Retirees Association

WSU Guardian Letter to the Editor: AAUP and SGA co-sign letter of demands to university president

Cheif Holden speaks to SGA meeting

Excerpt from the Wright State Guardian

The following letter to the editor was submitted to Wright State President Sue Edwards on Nov. 16, 2023:

The leadership of the American Association of University Professors, Wright State University chapter (AAUP-WSU) and the Student Government Association (SGA) are writing to express a number of concerns — and to request full transparency — regarding the University’s handling of an incident that occurred on Friday, September 15, 2023.

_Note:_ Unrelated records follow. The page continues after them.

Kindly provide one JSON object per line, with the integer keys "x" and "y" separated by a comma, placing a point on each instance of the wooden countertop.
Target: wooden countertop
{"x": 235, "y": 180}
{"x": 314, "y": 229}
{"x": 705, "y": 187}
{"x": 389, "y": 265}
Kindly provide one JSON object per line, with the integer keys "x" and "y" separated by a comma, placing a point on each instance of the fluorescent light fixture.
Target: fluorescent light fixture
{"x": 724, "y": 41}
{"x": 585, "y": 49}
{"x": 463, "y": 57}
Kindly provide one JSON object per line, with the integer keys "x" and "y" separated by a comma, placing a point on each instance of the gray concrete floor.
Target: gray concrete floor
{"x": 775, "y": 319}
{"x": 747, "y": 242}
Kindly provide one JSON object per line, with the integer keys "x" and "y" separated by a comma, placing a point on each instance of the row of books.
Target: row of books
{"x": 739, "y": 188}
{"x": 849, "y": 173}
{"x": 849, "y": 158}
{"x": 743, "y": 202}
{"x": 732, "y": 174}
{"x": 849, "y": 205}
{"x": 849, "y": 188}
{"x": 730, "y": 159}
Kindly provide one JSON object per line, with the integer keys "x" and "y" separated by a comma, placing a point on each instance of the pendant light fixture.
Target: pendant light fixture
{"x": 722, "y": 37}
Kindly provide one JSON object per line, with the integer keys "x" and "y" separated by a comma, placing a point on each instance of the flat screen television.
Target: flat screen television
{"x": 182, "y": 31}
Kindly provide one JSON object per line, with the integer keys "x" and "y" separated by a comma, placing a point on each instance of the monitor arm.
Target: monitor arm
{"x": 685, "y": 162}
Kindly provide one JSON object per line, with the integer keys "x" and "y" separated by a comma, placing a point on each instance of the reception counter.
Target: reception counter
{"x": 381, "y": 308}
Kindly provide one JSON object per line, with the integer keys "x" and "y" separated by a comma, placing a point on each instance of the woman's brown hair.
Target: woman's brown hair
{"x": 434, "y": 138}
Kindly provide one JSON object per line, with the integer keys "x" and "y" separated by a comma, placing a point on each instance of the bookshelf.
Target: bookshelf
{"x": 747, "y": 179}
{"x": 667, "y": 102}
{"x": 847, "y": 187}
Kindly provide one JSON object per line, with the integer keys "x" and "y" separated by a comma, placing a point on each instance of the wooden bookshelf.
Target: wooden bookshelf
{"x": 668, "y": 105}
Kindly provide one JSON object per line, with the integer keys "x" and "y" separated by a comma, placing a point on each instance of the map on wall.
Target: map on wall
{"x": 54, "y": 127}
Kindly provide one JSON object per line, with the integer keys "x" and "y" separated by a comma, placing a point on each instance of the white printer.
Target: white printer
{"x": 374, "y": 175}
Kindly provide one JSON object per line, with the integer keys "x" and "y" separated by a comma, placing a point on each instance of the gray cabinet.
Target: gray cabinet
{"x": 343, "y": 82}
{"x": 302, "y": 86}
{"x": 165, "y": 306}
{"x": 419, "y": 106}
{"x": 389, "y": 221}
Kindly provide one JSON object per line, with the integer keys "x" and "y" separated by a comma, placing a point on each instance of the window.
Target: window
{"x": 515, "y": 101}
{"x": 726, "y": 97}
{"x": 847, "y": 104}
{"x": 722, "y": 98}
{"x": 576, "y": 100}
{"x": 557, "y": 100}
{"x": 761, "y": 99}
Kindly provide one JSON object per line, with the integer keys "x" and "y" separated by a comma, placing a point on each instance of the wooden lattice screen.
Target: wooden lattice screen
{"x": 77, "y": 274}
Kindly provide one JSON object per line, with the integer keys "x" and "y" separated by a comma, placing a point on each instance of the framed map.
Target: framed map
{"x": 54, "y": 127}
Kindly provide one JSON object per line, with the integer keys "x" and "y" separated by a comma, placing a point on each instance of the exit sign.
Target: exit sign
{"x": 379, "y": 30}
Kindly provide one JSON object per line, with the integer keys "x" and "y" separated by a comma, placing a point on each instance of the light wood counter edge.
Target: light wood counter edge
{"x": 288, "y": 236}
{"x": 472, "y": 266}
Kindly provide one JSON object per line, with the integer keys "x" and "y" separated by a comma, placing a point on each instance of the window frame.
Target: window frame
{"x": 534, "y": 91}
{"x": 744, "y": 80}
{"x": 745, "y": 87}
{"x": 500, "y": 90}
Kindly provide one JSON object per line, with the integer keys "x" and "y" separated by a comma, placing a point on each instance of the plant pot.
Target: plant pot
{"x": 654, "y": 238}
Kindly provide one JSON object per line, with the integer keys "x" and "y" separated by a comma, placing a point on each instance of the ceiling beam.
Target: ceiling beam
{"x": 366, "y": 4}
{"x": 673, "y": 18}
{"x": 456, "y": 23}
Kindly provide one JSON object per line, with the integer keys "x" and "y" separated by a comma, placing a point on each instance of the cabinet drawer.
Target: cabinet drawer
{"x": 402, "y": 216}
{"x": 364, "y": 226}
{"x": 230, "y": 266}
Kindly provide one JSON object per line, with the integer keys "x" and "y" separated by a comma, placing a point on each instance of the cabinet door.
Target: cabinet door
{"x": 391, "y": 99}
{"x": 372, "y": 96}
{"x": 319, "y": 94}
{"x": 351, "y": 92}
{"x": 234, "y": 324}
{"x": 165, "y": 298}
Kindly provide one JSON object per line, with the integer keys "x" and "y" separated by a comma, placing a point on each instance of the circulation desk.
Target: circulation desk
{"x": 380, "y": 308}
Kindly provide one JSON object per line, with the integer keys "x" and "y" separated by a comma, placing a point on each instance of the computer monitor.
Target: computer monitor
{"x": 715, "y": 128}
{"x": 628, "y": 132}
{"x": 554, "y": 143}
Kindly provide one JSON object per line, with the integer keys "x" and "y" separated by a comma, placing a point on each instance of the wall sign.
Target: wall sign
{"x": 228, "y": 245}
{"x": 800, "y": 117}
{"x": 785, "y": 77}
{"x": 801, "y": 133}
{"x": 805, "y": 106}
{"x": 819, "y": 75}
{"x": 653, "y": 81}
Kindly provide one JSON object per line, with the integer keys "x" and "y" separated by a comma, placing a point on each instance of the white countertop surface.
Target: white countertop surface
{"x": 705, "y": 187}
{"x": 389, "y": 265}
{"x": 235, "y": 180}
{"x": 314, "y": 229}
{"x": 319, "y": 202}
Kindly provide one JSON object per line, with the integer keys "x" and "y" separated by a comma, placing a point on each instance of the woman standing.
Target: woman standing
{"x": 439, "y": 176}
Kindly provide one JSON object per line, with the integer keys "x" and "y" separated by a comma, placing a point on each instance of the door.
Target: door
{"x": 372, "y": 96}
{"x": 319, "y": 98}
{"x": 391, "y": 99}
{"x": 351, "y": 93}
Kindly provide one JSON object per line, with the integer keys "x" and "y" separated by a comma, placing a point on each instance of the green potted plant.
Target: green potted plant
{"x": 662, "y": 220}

In the aftermath of this incident, several very troubling facts have come to light about campus safety and the quality of Wright State’s Counseling and Wellness Services. It appears that there were several distinct failures within and external to the University. These include:

  1. The individual responsible for the 9/15 incident entered The Hangar in Allyn Hall carrying a training rifle that was property of the WSU ROTC. This raises serious concerns about the security measures in place at the ROTC facilities.
     
  2. While the WSU police department responded promptly to reports of a person with a weapon in Allyn Hall, news of the incident had already begun to spread across the campus and social media. At no point was an “all clear” message sent through the WSU Emergency Alert system; consequently, numerous faculty and students were left sheltering in place, uncertain whether it was safe for them to move about the campus.
     
  3. Testimony offered by a current WSU student during the 9/19/23 Special Meeting of the SGA indicated that when the individual responsible for the 9/15/23 incident was released from the Greene County Jail, he was not released into the custody of a family member, physician, or mental health professional. Rather, he was released into the custody of several members of his former fraternity, who were — quite understandably — very uncomfortable with the situation and uncertain of how to deal with it. Their circumstances were made even more uncomfortable because the WSU police department made no effort to contact them before dropping off the individual at their off-campus residence. It was only through these students’ actions that the individual was transported to a mental health treatment facility. When the facility refused to admit him, one of the students put the individual up in a hotel for the night with his own money.
     
  4. During the same meeting, numerous students documented the inability of WSU’s Counseling and Wellness Services to meet their needs. They noted, for example, that several friends of the individual responsible for the events of 9/15/23 had reached out with concerns about the student’s mental state and had been largely rebuffed. Other students expressed their own frustrations about their interactions with the university’s mental wellness services, including the lack of available on-campus counseling services and the outsourced care hotline’s tendency to hang up on emergency calls.

We understand that the incident and its aftermath are the subject of an ongoing investigation on the part of WSU’s administration. However, the safety of our campus, and the services available to its faculty, staff, and students are a matter of concern for the entire campus community, not just for the administration. We are therefore requesting that this investigative process be not only thorough but above all, transparent.